The commission went on to issue a blistering critique that Duke’s legal case was “not properly documented, appears to be inconstantly applied, rests on implausible assumptions, fails to accurately represent the purchasing position of customers, suggest untenable market behavior, and is inconsistent with the actual historical sales data.”

Ironically, Duke Energy CEO James Rogers was once deputy general counsel for litigation and enforcement for FERC. But while that 2005 incident barely preceded his ascent to his current title (thanks to Duke’s merger with Cinergy), Rogers has since become the object of ethical doubts after scandals such as the Edwardsport, Ind. coal-gasification plant, and also his pursuit of regulations such as cap-and-trade that would favor Duke but were characterized as a “coming train wreck” by his incoming partner from Progress Energy, Bill Johnson. Also, the 2005 scrutiny by FERC was not the only incident in which Duke came under scrutiny for its accounting practices.
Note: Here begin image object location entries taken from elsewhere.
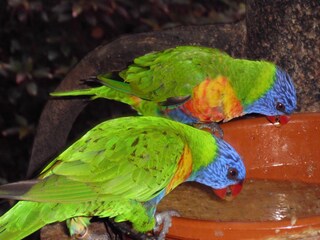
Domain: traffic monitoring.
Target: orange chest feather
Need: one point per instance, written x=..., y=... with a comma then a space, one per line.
x=214, y=100
x=184, y=170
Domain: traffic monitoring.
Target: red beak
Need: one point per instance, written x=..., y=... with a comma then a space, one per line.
x=278, y=120
x=229, y=192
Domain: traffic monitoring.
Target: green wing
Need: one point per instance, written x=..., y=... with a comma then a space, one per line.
x=110, y=162
x=171, y=73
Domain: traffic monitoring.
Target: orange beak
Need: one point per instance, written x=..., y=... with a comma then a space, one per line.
x=278, y=120
x=229, y=192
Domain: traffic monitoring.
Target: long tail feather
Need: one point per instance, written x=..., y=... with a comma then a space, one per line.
x=16, y=190
x=25, y=218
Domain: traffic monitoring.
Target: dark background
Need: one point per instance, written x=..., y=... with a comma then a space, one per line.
x=40, y=41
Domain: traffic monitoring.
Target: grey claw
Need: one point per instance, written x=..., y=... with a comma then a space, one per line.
x=164, y=219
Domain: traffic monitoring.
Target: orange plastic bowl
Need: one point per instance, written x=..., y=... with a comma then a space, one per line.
x=290, y=152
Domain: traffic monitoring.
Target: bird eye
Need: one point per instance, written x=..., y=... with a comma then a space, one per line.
x=232, y=174
x=280, y=107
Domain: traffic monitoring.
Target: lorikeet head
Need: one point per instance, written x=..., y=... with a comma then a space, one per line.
x=225, y=174
x=278, y=102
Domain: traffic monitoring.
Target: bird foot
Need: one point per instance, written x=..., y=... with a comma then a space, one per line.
x=78, y=226
x=213, y=127
x=126, y=229
x=164, y=222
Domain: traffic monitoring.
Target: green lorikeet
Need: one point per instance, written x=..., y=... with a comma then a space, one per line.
x=121, y=169
x=193, y=84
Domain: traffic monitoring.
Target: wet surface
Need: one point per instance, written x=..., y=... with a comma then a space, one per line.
x=260, y=200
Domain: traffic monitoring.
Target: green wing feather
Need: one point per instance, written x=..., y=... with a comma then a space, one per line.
x=110, y=172
x=175, y=72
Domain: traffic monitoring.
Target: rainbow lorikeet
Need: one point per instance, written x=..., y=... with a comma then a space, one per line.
x=121, y=169
x=193, y=84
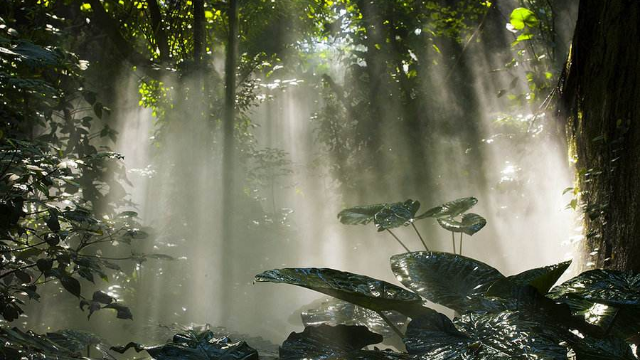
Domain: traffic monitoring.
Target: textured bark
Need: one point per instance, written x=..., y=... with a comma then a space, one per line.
x=600, y=100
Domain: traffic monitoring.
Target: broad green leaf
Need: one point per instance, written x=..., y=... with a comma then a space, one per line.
x=540, y=278
x=396, y=215
x=338, y=312
x=454, y=281
x=327, y=342
x=482, y=337
x=450, y=209
x=609, y=287
x=521, y=17
x=470, y=224
x=359, y=214
x=360, y=290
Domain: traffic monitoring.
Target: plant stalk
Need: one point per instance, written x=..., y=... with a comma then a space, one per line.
x=398, y=240
x=391, y=325
x=420, y=236
x=453, y=242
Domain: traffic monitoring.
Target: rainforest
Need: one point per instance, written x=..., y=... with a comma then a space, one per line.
x=319, y=179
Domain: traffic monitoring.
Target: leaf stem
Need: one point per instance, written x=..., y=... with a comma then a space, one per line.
x=391, y=324
x=398, y=240
x=453, y=242
x=420, y=236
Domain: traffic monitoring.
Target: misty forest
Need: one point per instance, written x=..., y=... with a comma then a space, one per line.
x=320, y=179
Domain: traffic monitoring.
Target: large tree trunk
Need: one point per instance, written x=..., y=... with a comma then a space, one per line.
x=600, y=101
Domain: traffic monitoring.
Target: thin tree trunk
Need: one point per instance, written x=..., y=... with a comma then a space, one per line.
x=599, y=101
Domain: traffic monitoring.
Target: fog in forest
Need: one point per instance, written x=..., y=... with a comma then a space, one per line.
x=476, y=144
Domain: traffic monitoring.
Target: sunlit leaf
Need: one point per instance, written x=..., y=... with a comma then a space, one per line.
x=540, y=278
x=396, y=215
x=359, y=214
x=195, y=346
x=454, y=281
x=450, y=209
x=521, y=17
x=482, y=337
x=470, y=224
x=338, y=312
x=360, y=290
x=609, y=287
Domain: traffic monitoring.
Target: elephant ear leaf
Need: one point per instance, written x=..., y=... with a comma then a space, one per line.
x=450, y=209
x=360, y=215
x=483, y=337
x=327, y=342
x=455, y=281
x=470, y=224
x=542, y=279
x=373, y=294
x=396, y=215
x=609, y=287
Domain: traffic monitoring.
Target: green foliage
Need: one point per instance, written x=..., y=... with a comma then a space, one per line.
x=470, y=224
x=196, y=346
x=522, y=17
x=337, y=312
x=396, y=215
x=499, y=317
x=542, y=279
x=450, y=209
x=360, y=215
x=454, y=281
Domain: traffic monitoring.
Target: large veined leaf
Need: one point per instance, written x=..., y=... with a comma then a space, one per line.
x=488, y=336
x=454, y=281
x=609, y=287
x=324, y=341
x=360, y=290
x=450, y=209
x=338, y=312
x=521, y=17
x=542, y=279
x=340, y=342
x=470, y=224
x=194, y=346
x=396, y=215
x=359, y=215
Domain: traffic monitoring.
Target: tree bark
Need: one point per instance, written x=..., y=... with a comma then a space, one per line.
x=600, y=102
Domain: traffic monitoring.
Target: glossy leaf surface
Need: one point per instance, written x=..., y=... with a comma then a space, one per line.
x=454, y=281
x=360, y=290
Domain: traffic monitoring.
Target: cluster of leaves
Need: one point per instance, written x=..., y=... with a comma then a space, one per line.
x=62, y=345
x=48, y=234
x=52, y=176
x=388, y=216
x=501, y=317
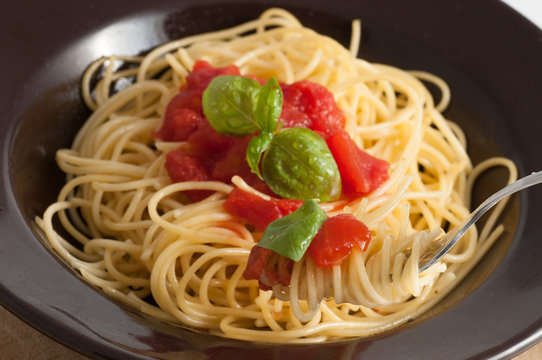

In 2002 the company was discovered by auditors for both North and South Carolina’s utilities regulators to have hidden $124 million in excessive earnings by moving money from its regulated business to its unregulated business. 

Still, if the intervention by FERC turned out to kill the merger, it would be a shocker. Duke has always found a way to capitulate to regulators (who mostly serve more as proxies for environmentalists rather than as advocates for customers) – even when they believe the regulations will accomplish absolution nothing – in order to get what they want, and even manipulate the process to profit from it.

Besides the probable need for North Carolina to hold more hearings, South Carolina regulators now want to suspend proceedings about the merger until after the FERC issue is settled. And considering the previous demands by environmental groups for contributions from Duke to their Green energy schemes, it wouldn’t surprise if they up their price for approval after a FERC-driven restructuring. As if the nationwide increase in electricity costs (including requests for big rate jumps in the Carolinas) wasn’t enough. Now even Greenpeace has opened an office in Charlotte, where Duke is headquartered.

It’s all a lot messier than Rogers and Johnson imagined, certainly, but the deal will still probably get done. But no matter how it is configured, their customers will end up paying more than they should.

Paul Chesser is an associate fellow for the National Legal and Policy Center and is executive director of American Tradition Institute.